Sixteen years ago, Allen Newell argued for a theory of how the individual parts of the mind are combined. He pioneered the SOAR architecture, and is considered one of the fathers of modern cognitive science. Using many of the guidelines that Newell proposed, The Adaptive Control of Thought theory (which has undergone several version changes since the seventies) has become the most sophisticated theory of human cognition. It recently underwent a name change to become The Adaptive Control of Thought — Rational (ACT-R) theory. Developed primarily by John Anderson (in concert with a number of other researchers over the years), ACT was described by Newell as “the first unified theory of cognition.” A recent version of ACT-R was the subject of discussion in “An Integrated Theory of the Mind” (2004), and it is this paper that I will be discussing.
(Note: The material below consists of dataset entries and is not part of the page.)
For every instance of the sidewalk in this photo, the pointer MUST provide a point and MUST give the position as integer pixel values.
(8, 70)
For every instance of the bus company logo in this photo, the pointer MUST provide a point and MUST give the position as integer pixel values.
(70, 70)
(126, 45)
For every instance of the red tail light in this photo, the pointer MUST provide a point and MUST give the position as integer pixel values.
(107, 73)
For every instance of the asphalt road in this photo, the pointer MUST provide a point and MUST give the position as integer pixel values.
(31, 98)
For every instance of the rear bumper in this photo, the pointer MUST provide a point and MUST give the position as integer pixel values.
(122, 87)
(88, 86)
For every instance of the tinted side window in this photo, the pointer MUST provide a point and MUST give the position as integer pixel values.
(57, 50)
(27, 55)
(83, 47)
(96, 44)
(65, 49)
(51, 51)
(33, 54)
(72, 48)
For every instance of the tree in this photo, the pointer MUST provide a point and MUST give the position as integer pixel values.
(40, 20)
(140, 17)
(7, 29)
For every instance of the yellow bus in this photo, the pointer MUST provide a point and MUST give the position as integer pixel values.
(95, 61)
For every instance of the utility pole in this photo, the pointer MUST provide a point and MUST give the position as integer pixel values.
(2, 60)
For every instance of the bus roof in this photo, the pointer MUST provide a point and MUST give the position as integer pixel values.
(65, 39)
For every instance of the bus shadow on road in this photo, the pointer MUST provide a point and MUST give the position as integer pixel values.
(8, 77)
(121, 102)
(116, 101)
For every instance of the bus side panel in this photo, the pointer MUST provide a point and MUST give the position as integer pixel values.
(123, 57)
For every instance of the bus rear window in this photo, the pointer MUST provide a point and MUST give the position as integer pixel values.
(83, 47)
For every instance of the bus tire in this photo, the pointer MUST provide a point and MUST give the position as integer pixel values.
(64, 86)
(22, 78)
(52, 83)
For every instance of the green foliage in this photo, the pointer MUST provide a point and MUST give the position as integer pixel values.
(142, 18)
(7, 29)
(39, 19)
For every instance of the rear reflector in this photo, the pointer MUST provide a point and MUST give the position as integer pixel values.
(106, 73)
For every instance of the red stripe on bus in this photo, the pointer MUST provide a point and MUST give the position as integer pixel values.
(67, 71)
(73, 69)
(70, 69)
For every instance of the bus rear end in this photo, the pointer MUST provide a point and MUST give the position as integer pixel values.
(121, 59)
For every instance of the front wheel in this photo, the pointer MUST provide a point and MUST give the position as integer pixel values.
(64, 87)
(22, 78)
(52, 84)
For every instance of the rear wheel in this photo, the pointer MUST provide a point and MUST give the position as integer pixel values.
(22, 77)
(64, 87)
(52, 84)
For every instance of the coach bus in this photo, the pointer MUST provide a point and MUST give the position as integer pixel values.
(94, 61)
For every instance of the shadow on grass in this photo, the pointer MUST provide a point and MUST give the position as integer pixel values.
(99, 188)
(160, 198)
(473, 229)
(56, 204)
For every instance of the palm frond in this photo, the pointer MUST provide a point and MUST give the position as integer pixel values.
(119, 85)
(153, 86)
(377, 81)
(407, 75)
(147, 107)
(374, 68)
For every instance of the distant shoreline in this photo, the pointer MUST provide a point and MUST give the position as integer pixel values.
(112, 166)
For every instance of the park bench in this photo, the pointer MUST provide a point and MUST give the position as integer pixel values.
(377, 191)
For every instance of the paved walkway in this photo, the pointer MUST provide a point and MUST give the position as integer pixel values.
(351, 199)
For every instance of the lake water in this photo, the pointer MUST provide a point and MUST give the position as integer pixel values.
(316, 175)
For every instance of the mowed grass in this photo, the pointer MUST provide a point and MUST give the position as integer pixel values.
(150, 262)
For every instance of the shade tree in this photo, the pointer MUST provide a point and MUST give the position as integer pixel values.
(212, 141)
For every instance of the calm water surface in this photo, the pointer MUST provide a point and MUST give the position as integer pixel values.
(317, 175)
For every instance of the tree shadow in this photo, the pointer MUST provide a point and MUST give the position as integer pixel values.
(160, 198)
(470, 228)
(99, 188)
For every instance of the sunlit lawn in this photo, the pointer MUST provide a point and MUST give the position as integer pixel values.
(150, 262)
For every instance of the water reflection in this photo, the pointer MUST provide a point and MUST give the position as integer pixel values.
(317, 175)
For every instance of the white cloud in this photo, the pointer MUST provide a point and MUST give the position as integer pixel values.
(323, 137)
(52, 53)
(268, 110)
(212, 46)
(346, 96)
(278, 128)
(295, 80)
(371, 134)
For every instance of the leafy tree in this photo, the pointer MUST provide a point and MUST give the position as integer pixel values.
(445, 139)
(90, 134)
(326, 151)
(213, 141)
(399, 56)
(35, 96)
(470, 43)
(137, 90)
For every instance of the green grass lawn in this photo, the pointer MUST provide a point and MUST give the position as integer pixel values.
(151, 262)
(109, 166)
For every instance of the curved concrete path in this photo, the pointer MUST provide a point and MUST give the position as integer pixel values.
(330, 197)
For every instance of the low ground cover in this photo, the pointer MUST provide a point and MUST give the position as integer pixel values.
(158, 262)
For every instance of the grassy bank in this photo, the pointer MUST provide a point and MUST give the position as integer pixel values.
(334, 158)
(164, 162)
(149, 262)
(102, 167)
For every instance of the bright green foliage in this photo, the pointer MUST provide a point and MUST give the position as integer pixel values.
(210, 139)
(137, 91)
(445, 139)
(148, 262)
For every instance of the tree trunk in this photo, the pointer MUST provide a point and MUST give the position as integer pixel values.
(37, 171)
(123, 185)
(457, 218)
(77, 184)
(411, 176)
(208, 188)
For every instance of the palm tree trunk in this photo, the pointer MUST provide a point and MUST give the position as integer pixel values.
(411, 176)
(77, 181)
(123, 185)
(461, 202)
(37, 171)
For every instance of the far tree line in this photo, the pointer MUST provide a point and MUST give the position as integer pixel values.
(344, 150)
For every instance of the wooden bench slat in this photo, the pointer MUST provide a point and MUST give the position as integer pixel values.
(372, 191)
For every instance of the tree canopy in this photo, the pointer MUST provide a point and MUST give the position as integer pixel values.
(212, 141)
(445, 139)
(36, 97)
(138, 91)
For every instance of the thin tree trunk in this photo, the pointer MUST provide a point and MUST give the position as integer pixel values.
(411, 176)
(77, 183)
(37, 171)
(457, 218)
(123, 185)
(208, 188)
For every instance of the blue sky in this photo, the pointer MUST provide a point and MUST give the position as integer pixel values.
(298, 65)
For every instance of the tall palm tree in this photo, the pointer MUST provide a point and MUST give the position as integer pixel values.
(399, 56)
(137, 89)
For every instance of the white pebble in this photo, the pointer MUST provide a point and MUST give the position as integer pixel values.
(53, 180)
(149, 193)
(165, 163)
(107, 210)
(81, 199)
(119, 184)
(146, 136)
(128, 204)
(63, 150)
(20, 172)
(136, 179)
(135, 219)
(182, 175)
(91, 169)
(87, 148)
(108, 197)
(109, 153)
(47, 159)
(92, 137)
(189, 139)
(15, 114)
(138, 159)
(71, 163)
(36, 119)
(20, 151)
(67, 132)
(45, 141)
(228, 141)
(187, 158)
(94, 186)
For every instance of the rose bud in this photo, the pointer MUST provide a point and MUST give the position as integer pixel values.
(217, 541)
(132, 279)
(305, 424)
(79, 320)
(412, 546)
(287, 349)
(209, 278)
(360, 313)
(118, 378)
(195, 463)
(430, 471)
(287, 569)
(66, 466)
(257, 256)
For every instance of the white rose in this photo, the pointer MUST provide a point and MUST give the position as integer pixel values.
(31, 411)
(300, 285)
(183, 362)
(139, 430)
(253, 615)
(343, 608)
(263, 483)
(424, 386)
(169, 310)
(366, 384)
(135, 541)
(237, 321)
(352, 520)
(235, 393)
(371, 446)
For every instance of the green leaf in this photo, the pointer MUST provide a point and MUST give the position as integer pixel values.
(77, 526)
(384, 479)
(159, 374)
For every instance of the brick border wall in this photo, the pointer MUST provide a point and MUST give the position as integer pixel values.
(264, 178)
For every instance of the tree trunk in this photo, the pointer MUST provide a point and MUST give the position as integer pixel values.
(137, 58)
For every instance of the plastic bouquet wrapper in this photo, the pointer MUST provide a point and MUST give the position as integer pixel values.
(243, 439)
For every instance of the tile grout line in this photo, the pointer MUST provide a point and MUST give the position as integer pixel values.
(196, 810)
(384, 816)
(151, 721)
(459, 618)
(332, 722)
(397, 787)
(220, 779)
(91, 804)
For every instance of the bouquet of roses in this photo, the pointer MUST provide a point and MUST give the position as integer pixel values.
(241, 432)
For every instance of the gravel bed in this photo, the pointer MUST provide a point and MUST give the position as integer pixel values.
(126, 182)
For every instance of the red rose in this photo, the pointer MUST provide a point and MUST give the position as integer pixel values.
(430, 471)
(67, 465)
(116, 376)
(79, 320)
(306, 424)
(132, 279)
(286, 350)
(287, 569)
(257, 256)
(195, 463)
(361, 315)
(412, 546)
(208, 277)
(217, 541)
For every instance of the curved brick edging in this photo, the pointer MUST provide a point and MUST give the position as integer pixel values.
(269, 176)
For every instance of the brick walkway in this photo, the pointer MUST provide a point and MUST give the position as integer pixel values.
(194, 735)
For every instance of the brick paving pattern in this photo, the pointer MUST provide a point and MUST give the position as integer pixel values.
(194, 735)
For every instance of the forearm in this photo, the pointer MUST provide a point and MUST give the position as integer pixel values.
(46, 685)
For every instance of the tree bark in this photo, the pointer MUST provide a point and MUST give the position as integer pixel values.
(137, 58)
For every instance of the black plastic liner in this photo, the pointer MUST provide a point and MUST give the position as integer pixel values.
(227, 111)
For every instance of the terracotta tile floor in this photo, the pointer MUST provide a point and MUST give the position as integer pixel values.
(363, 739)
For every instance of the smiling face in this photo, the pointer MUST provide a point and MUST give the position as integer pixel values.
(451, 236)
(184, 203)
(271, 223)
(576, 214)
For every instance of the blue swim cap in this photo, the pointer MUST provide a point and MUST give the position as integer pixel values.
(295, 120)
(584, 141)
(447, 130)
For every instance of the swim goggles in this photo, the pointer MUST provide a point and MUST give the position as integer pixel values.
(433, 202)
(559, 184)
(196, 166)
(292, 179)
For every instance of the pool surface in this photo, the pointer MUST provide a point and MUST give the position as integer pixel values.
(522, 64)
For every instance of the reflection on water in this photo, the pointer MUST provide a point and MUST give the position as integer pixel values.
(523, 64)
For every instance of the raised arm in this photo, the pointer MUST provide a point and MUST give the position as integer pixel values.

The intent of “An Integrated Theory of the Mind” is to present an integrated model of the mind that can be used for real-life situations and study, as opposed to more isolated studies of language or sensory processing. Primarily, it is a hypothesis about how individual modules are integrated with each other, and how they interact to produce complex behaviour and cognition. The second major aim of the paper is to develop a model with the capability to mine the huge swathes of data emerging from brain imaging studies, especially those that concern themselves with more than one region of the brain. Because of the complexity of higher-level cognition, such analysis would be very difficult without such a model.
In pursuit of these intentions, the authors have developed ACT-R 5.0, which is a model composed of a number of distinct modules: the perceptual-motor module (decomposed even further into visual and motor modules) for communication with the outside world, the goal/intentional module for keeping track of goals and intentions, and the declarative module for declarative memory. Each of these modules has an associated buffer, which is its only method of communication with the other modules. The perceptual-motor, goal and declarative modules are each connected to a central production system through these buffers, and it controls any request or retrieval of information from them. Although there are plans to build in the ability for the modules to communicate with each other, for now the only communication in ACT-R is mediated by this production system.
The crux of cognition is the selection and execution of production rules, which are “if…then” rules defining how to operate given the current situation and information at hand. The production system works on information in the buffers, and only this information is what we are aware of at any given moment. We are not aware, for example, of everything we have ever stored in our declarative memory. We are only aware of the chunk that we have currently retrieved and which is located in the declarative buffer.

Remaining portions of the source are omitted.